A exposição a fármacos ou a cosméticos é outro potencial fator desencadeante de

acne. A acne iatrogénica pode ser induzida por alguns medicamentos (como os

corticóides tópicos ou orais, a vitamina B12, os halogénios ou a isoniazida) e

manifesta-se pelo aparecimento, relativamente súbito, de pápulas e pústulas

pequenas, monomorfas na face e tronco, raramente acompanhadas de comedões. A

acne cosmética é, como o próprio nome indica, despoletada pelo uso de produtos

cosméticos e de higiene corporal, nomeadamente quando a sua base é oleosa e

quando são oclusivos. Este tipo de acne é geralmente ligeiro mas persistente se a

utilização do produto desencadeante não for interrompida.

Finalmente, falaremos de duas formas raras mas graves de acne, com forte

componente inflamatória: a acne Conglobata e a acne fulminante. A acne Conglobata

atinge principalmente os homens de idade adulta, com ou sem historial de acne vulgar,

e caracteriza-se pela presença de comedões, nódulos, quistos, fístulas e cicatrizes,

maioritariamente nas costas, nádegas e peito. Este tipo de acne é crónico, recaindo

frequentemente, e a sua patogénese não é totalmente conhecida.

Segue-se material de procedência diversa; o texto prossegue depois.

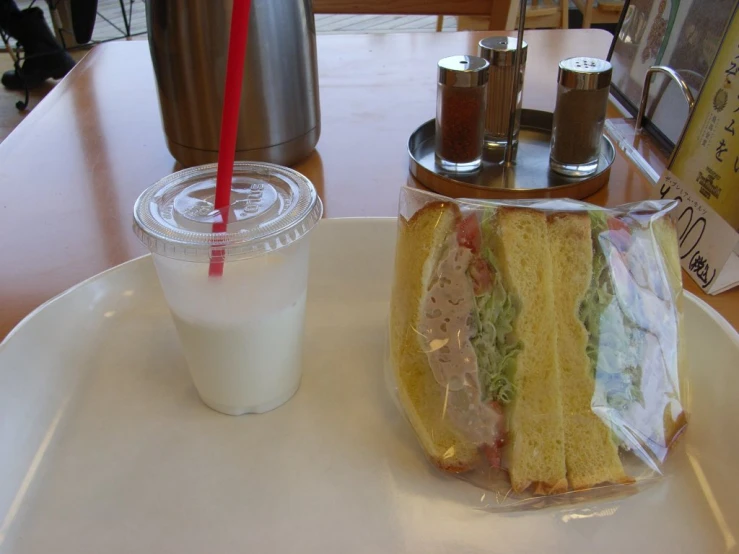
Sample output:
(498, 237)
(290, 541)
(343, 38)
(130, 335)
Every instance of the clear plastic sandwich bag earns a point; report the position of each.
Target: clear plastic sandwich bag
(535, 345)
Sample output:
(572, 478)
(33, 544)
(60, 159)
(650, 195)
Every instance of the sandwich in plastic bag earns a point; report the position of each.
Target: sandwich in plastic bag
(535, 346)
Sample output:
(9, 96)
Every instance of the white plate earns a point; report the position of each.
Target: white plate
(105, 446)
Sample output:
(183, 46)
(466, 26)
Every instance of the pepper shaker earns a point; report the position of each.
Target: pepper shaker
(460, 112)
(579, 115)
(500, 52)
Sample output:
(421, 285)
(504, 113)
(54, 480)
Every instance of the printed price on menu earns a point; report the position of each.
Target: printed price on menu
(705, 240)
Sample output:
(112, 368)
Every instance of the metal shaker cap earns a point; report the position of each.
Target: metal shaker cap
(501, 50)
(583, 73)
(463, 71)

A acne fulminante é um tipo raro de acne muito agressivo que parece ocorrer

exclusivamente em rapazes adolescentes. Caracteriza-se pelo aparecimento repentino

de múltiplas lesões inflamatórias, especialmente no tronco, que rapidamente se

tornam ulcerativas e formam cicatrizes. Os doentes com este tipo de acne

desenvolvem com frequência sintomas sistémicos como febre alta, dores articulares e

musculares, leucocitose e perda de peso, podendo requerer internamento hospitalar.

Embora a etiologia da acne fulminante também não seja conhecida, suspeita-se que

envolva uma componente imunológica e predisposição genética.